You need to define a function that performs whatever rounding you desire, then uses the altered string to build the Decimal. Your current solution does work perfectly well: it just does exactly what you tell it to, i.e., use the entire string, as opposed to what you desire (and have not told either the code, or us;-).

E.g.:

>>> def doit(s): return decimal.Decimal(str(round(float(s), 2)))
... 
>>> json.loads(x, parse_float=doit)
{u'14': [Decimal('4.59'), u'susan']}
>>> 
Answered By: Alex Martelli

You can’t. That number isn’t 4.59, it’s 4.589999999999999999, as far as the json parser knows. You’d need to add some more complicated logic that rounds numbers like that, as a wrapper around decimal.Decimal.

Answered By: inklesspen

I know this is over a decade later, but just to refine the answer from Alex Martin a bit for anyone coming across this as I did on Google.
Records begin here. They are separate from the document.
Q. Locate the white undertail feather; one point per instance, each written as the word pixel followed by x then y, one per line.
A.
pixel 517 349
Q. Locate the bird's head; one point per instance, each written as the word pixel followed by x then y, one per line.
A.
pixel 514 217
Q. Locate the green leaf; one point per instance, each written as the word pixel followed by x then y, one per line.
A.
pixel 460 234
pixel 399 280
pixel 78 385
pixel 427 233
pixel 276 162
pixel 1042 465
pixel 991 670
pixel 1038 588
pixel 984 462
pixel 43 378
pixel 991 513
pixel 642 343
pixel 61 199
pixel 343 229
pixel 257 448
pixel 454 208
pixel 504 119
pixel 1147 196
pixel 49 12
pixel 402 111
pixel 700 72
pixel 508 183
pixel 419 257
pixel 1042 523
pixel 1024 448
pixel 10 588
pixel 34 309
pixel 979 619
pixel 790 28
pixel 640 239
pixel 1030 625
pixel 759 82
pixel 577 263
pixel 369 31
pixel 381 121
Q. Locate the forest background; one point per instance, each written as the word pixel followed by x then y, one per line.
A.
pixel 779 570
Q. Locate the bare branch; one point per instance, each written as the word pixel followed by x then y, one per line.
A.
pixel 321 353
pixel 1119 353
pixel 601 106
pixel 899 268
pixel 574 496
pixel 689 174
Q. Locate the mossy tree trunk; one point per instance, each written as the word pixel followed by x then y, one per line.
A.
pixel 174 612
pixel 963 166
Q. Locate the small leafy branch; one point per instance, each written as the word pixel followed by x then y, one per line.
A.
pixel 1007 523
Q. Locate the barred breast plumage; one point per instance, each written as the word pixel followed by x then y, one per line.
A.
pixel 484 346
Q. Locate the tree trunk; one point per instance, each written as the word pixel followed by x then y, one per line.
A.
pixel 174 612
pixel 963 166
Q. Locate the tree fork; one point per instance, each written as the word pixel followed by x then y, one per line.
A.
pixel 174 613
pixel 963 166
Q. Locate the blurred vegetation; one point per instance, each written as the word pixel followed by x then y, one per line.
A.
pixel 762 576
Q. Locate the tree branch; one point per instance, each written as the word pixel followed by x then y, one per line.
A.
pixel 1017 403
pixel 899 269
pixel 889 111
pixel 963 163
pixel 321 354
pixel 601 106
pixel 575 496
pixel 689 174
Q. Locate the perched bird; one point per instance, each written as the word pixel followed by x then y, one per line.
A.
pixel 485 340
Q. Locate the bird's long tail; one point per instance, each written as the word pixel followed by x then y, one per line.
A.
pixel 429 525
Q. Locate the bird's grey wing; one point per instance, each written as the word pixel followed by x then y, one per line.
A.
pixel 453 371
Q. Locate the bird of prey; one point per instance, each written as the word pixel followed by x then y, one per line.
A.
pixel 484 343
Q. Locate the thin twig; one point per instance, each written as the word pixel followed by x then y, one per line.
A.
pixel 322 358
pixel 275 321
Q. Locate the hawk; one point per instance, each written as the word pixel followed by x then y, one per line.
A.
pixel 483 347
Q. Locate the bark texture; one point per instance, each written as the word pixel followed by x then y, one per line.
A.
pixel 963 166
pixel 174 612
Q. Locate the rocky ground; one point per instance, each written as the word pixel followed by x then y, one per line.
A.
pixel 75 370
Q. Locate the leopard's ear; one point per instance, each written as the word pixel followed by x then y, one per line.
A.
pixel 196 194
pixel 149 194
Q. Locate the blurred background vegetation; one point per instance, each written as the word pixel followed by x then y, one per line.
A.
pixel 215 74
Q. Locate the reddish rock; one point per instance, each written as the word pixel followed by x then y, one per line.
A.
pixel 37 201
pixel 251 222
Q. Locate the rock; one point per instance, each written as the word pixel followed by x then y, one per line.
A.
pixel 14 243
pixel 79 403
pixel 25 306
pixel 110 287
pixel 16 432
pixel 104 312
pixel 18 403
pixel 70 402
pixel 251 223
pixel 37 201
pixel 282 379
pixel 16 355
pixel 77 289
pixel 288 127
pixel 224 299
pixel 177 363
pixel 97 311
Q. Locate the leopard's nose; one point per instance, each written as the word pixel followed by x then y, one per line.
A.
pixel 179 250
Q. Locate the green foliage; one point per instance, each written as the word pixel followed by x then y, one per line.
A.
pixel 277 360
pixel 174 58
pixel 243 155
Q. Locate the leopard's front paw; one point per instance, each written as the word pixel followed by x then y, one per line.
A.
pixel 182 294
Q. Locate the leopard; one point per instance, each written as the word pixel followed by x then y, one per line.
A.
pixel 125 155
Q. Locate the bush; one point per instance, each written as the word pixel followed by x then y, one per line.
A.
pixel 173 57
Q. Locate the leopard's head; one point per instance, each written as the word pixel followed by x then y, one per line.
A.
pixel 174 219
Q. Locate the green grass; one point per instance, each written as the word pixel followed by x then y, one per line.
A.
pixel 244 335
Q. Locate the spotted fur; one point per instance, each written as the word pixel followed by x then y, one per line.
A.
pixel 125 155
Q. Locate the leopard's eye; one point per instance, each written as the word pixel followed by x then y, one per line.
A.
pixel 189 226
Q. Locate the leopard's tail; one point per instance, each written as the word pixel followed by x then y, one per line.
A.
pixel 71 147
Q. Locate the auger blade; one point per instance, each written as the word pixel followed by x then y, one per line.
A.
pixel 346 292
We can simplify his function to:

json.loads(x, parse_float=lambda x: round(decimal.Decimal(x),2))

The reason is that the value passed into the parse_float callable by json.loads is already a str. Also, this code would not truncate the input value at 64 bits as his would (parsing to a float first will truncate at 64 bit precision).

Obviously, you could use a function rather than a lambda too. I just used the lambda here for brevity.